Another aspect to take into account is whether the information of the source sources is usually modified or not. And if this information is frequently modified, it is necessary to analyze what strategy should be followed with the information that has already been ingested, that is, could all the information be stored and a history of changes be kept? or should the information that is held be modified? And what is the best strategy, through updates, or deletes+insert? It will depend on the latency you want to obtain, as well as the possibilities offered by the final destination of the selected data.
It will also be necessary to analyse whether transformations will be necessary during the intake process (on-the-fly transformations) or not. The transformation process must consider the latency that is incorporated into the system, as it can affect the target latency of the system since complex transformations can affect the performance to obtain the information in real-time. Another aspect to be considered at this point is that when performing transformations the final information will not be a mirror of the initial information, an aspect that must be taken into account in the data update strategy that has been selected.
Destination of the data
When selecting the final destination, you should take into account aspects such as
- Will it be necessary to send the data to more than one destination, for example, HDFS and Cassandra?
- How will the data be used at the destination? How will the queries be used? Will they be random searches or not?
- What data transformation processes will be performed once the data is ingested?
- What is the frequency and update of the source data?
This affects the decision to partition or bucket the data, as well as the tool to be used to consult the data (Hive, Cassandra, HBase...), and has a lot to do with the latency and availability of the information at the time of data intake or processing.
Study of the data
Other factors to consider:
- Data quality, reviewing the data is reliable, i.e. if it is well reported, or if there are duplicates. Therefore, as in the case of updates, we must think about what to do, if for example take them as they are to our Big Data system, or rather, clean the data as far as possible, to try to have quality data.
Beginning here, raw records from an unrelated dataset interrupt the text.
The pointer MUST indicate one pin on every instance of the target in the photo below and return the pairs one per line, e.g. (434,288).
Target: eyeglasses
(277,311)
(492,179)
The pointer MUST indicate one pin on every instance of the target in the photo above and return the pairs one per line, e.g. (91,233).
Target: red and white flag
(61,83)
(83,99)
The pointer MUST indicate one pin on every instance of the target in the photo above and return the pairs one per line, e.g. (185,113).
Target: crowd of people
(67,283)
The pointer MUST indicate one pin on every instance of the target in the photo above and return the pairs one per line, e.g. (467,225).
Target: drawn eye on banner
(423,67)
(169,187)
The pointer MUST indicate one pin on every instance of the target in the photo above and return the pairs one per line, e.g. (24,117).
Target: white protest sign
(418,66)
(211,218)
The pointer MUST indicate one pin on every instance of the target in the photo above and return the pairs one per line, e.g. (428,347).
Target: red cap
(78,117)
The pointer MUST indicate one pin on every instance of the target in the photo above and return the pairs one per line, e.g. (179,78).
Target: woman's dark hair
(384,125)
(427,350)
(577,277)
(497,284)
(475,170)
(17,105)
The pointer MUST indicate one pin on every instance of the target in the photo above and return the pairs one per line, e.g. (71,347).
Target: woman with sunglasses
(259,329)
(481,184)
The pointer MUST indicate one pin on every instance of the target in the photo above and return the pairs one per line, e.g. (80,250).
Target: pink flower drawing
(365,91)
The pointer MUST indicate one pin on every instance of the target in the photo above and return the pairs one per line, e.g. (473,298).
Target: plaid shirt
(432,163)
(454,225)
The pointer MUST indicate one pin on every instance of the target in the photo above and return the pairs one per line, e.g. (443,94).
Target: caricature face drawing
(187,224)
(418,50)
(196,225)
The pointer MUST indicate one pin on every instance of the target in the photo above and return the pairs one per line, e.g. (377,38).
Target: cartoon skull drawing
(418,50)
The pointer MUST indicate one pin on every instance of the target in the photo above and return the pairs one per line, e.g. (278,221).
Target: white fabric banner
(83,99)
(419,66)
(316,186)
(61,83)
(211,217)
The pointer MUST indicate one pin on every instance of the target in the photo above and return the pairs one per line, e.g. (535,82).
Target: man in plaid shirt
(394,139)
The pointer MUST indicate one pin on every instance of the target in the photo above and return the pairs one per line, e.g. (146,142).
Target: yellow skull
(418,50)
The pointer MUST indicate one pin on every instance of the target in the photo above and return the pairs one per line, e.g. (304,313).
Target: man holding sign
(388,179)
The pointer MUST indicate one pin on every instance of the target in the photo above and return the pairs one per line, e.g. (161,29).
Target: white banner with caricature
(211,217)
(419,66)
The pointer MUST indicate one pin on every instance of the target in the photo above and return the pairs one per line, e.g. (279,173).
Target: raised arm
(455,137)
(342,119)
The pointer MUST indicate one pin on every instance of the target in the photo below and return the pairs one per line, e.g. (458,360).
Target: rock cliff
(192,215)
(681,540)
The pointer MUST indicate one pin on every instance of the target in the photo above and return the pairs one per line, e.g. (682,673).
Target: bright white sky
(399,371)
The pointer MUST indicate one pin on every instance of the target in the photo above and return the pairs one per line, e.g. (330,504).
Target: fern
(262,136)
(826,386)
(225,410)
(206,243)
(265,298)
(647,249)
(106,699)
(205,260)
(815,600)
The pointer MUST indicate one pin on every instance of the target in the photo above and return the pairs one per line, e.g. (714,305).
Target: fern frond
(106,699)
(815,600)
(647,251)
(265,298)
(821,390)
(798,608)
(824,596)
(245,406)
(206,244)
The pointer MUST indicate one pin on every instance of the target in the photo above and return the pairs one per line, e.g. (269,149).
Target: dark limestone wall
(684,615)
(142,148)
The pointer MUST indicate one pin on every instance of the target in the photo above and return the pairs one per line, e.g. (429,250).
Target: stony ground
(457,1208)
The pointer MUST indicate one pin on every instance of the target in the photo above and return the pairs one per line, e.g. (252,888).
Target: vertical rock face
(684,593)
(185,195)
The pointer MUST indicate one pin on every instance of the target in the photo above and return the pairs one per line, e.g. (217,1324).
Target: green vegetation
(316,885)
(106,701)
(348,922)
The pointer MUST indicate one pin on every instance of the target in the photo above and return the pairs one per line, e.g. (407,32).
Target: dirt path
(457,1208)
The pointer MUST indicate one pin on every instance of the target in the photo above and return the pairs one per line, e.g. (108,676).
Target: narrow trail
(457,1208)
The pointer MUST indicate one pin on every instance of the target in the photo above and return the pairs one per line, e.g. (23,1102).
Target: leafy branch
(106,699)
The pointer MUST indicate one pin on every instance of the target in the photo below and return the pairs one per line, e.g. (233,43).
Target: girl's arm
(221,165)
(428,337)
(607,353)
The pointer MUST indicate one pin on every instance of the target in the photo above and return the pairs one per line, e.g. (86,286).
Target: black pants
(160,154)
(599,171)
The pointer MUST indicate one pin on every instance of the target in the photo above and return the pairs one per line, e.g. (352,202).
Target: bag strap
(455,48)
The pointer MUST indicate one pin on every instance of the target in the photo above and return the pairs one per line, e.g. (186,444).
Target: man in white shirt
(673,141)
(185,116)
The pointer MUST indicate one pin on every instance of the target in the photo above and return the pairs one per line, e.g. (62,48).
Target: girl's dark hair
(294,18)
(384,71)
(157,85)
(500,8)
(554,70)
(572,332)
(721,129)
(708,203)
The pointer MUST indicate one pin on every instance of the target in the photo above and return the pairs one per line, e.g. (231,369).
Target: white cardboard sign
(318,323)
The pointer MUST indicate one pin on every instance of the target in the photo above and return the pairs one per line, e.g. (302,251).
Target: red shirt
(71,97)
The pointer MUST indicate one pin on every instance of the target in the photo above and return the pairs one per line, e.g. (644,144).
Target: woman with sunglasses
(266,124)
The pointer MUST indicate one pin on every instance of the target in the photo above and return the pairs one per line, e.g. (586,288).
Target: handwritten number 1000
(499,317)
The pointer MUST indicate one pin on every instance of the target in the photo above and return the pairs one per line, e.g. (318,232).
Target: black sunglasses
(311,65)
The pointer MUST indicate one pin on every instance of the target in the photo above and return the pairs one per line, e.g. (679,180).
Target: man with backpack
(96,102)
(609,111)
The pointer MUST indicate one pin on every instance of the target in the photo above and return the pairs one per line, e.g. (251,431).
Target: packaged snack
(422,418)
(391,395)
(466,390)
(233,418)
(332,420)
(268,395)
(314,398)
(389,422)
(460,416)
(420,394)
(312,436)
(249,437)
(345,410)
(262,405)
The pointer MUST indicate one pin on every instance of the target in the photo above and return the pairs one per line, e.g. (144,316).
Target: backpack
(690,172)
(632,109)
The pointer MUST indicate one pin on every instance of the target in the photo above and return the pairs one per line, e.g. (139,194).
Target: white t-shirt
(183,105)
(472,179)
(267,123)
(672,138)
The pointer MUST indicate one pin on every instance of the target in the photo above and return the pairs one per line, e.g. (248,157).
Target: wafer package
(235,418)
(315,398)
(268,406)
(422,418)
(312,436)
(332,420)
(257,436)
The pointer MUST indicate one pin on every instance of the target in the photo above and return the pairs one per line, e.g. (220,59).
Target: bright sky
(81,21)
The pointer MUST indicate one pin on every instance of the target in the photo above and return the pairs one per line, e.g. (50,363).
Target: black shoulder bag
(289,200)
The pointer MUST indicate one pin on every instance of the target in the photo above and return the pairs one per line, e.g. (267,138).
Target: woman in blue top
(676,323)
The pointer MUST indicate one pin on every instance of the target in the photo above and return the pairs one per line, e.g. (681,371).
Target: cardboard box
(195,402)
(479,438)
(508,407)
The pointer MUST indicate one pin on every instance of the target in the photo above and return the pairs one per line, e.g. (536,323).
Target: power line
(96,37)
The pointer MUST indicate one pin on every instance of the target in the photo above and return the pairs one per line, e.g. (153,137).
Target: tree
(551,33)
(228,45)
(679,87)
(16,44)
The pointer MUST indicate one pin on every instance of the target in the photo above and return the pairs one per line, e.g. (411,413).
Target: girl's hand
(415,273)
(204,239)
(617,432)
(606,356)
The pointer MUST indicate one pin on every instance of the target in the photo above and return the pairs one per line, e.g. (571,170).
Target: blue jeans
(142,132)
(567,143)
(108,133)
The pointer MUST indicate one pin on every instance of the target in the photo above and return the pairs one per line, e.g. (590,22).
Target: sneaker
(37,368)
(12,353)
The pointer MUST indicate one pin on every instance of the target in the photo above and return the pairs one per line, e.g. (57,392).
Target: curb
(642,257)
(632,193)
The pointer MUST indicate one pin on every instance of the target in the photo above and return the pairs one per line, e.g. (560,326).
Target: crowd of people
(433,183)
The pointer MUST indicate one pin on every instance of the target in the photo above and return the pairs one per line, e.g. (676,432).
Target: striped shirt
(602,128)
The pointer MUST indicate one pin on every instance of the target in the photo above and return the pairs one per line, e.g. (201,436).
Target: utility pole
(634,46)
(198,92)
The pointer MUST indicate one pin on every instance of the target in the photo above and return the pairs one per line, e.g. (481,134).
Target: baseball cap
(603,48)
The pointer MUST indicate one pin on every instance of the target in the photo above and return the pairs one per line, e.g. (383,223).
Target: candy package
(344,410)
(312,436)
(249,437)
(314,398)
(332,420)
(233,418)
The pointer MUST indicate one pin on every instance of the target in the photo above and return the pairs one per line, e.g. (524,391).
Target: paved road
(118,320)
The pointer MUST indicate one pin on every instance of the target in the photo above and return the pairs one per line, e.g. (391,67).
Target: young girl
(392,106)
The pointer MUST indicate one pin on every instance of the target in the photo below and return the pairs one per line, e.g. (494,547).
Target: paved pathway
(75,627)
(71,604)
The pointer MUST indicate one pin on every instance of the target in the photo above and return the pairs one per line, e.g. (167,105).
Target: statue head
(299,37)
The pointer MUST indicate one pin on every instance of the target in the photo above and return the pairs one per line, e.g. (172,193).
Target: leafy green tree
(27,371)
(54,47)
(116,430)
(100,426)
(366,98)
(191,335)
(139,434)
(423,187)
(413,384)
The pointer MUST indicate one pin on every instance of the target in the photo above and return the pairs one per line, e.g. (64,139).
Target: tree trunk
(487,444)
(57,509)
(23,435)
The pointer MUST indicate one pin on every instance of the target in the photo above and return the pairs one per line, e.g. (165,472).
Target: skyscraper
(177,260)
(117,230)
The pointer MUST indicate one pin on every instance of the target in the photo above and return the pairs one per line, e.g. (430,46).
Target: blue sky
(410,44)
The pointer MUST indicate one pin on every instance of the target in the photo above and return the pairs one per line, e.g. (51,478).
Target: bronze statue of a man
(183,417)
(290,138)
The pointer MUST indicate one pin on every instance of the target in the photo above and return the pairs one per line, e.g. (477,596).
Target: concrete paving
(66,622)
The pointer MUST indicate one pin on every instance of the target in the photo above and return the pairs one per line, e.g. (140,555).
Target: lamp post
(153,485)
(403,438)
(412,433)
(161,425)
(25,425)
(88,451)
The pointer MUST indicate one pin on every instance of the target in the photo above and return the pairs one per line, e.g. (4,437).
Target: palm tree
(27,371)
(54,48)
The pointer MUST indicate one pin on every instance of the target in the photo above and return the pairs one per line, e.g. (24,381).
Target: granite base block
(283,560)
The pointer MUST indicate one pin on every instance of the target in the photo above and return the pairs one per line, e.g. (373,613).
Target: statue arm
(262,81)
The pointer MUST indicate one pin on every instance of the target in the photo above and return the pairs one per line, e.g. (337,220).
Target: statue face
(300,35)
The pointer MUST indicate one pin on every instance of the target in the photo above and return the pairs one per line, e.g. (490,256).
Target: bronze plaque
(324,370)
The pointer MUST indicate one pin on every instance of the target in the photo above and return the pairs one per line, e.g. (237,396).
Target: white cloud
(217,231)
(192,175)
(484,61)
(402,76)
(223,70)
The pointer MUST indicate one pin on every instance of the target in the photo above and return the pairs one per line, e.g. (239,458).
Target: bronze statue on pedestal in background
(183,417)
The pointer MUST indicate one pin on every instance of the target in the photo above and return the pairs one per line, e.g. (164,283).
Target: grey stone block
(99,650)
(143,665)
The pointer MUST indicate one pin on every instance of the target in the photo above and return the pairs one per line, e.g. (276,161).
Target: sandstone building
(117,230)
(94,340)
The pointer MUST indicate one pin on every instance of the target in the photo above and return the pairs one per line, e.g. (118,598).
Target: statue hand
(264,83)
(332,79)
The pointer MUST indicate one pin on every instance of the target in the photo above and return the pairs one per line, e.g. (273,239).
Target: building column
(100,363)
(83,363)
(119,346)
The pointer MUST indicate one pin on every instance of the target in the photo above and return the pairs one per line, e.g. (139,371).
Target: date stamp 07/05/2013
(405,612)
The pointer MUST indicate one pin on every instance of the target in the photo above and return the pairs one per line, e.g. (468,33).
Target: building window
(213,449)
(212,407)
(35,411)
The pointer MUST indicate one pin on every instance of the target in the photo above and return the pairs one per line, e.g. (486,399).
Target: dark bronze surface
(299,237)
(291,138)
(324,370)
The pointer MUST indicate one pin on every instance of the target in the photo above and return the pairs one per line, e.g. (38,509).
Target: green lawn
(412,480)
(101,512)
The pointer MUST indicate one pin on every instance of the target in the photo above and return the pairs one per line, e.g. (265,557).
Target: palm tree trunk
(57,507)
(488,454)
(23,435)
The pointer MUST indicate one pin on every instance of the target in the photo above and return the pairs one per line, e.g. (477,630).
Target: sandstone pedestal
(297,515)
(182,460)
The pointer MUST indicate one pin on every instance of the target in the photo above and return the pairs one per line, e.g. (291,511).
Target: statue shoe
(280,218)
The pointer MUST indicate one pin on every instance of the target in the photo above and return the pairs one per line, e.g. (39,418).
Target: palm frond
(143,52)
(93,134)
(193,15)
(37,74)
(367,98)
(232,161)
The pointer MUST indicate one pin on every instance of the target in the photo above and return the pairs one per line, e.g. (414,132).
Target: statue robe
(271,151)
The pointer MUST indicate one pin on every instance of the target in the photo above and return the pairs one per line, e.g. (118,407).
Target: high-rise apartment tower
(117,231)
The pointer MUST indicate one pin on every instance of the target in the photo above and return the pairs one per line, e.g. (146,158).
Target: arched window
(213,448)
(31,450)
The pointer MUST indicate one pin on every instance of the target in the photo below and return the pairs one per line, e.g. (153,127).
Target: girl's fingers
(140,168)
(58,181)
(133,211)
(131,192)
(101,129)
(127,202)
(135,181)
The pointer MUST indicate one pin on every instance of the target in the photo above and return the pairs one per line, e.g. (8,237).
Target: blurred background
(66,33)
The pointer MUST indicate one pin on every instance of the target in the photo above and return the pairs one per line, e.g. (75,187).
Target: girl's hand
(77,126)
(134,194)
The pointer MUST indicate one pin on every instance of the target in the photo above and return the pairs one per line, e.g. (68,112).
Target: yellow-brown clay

- Data security. It must be taken into account whether there is data that is sensitive or confidential, in which case, it should be seen whether it should be masked or not directly dumped into the system, all depending on the final objective.
Data Intake Technologies
Once the analysis of all the information has been done, and the final objective is clear, it is time to design the Big Data architecture. To do this, a good tactic is to face the different technologies available and see what they bring with respect to the analysis done previously. There are many technological solutions available to perform data ingest, and in fact, some solutions are not "pure" ingest, but you can ingest and process data at the same time. Some of these technologies are listed below:
- Basic File Transfer to HDFS
- Apache Flume
- Apache Kafka
- Apache NiFi
- Apache Spark
Each of them has its pros/cons in relation to the aspects considered in the previous point. Therefore, it is necessary to carry out a study of those pros/contras in relation to the objectives, to design the architecture that best suits your needs, and that the final system is a solid system that is immune to data indigestion. In future articles we will study advantages and disadvantages of some of these technologies with respect to the factors that we have commented so that it can help when designing the architecture to be implemented.